Le métier d'opticien-lunetier en France s'est vu étendre ses compétences concernant la réfraction visuelle, notamment par le Décret n° 2016-1381 du 12 octobre 2016 (modifié plus récemment par le Décret n° 2024-617 du 27 juin 2024), qui encadre précisément les conditions dans lesquelles il peut réaliser un examen de la vue (contrôle de la réfraction) pour adapter une prescription.
Voici les principaux points concernant la réglementation et les conditions pour qu'un opticien réalise un examen de vue :
L'examen de la vue réalisé par l'opticien est un examen de la réfraction visant à mesurer le défaut visuel (myopie, hypermétropie, astigmatisme, presbytie) et à déterminer la correction nécessaire.
Important : Ce n'est pas un examen médical complet. Seul l'ophtalmologiste est habilité à réaliser un diagnostic, à dépister des maladies oculaires (glaucome, DMLA, cataracte, etc.) et à rédiger la première prescription médicale.
L'opticien est habilité à :
Adapter la correction optique d'une ordonnance existante.
Renouveler l'équipement (lunettes ou lentilles) sur la base de cette ordonnance adaptée.
Pour que l'opticien puisse procéder à cet examen de la réfraction et, si nécessaire, adapter la correction, plusieurs conditions doivent être réunies :
A. Avoir une Ordonnance Valide
Le patient doit être en possession d'une ordonnance de verres correcteurs ou de lentilles de contact en cours de validité, établie par un ophtalmologiste (ou un orthoptiste dans certains cas et sous conditions).
Durées de validité de l'ordonnance pour les lunettes (en l'absence de mention contraire) :
Moins de 16 ans : 1 an.
Entre 16 et 42 ans : 5 ans.
Plus de 42 ans : 3 ans.
Durées de validité de l'ordonnance pour les lentilles de contact (en l'absence de mention contraire) :
Moins de 16 ans : 1 an.
Plus de 16 ans : 3 ans.
B. La Condition d'Âge
L'opticien est autorisé à adapter la correction uniquement pour les personnes :
Âgées de 16 ans et plus.
Interdiction formelle de pratiquer l'examen pour les personnes de moins de 16 ans, qui doivent obligatoirement consulter un ophtalmologiste pour un renouvellement.
C. L'Absence de Contre-Indication
L'ordonnance ne doit pas comporter de mention expresse d'opposition de l'ophtalmologiste à l'adaptation de la correction par l'opticien.
L'opticien doit s'assurer que le patient ne présente aucun signe de pathologie oculaire ou de complications. En cas de doute (suspicion de maladie, vision floue malgré la correction, antécédents médicaux spécifiques, etc.), il a l'obligation de réorienter le patient vers un ophtalmologiste.
Examen de la Réfraction : L'opticien utilise des instruments spécifiques pour déterminer si la correction a évolué.

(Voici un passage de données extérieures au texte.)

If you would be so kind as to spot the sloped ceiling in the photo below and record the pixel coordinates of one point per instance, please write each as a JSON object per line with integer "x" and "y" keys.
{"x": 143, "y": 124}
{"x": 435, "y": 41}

Information du Prescripteur : En cas de modification de la correction, l'opticien doit informer l'ophtalmologiste (ou l'orthoptiste) prescripteur de cette adaptation par un moyen sécurisé, garantissant la confidentialité des informations.

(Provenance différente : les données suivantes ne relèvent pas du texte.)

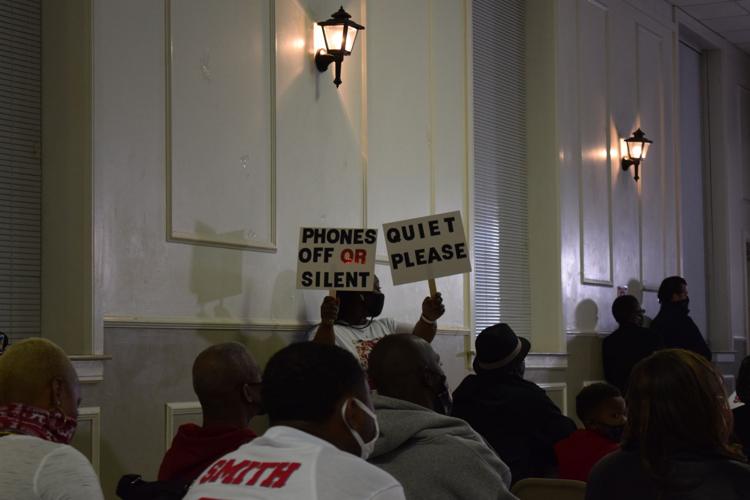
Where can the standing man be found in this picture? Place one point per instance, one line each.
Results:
(349, 321)
(629, 344)
(227, 381)
(515, 416)
(674, 321)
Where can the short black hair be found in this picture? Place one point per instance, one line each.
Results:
(591, 396)
(623, 307)
(743, 381)
(304, 381)
(669, 287)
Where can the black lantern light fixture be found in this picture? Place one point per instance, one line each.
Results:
(637, 147)
(339, 34)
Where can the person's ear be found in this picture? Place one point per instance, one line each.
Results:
(57, 393)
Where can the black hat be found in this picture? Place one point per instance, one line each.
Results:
(498, 346)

Urgence : L'opticien peut délivrer une nouvelle paire de lunettes sans ordonnance valide en cas d'urgence (perte ou bris de l'équipement), mais la prise en charge par l'Assurance Maladie et les complémentaires peut être soumise à des conditions spécifiques.
Première délivrance : Depuis le décret de juin 2024, l'opticien peut désormais, sous conditions très strictes (y compris l'obtention d'un accord favorable, explicite ou tacite, du prescripteur), adapter la prescription même lors de la première délivrance de verres correcteurs ou de lentilles de contact.
En résumé, l'opticien est un maillon essentiel dans la chaîne de soins visuels, autorisé à ajuster et renouveler les corrections visuelles pour les adultes, mais toujours sous le couvert d'une prescription initiale valide et en l'absence de contre-indication médicale.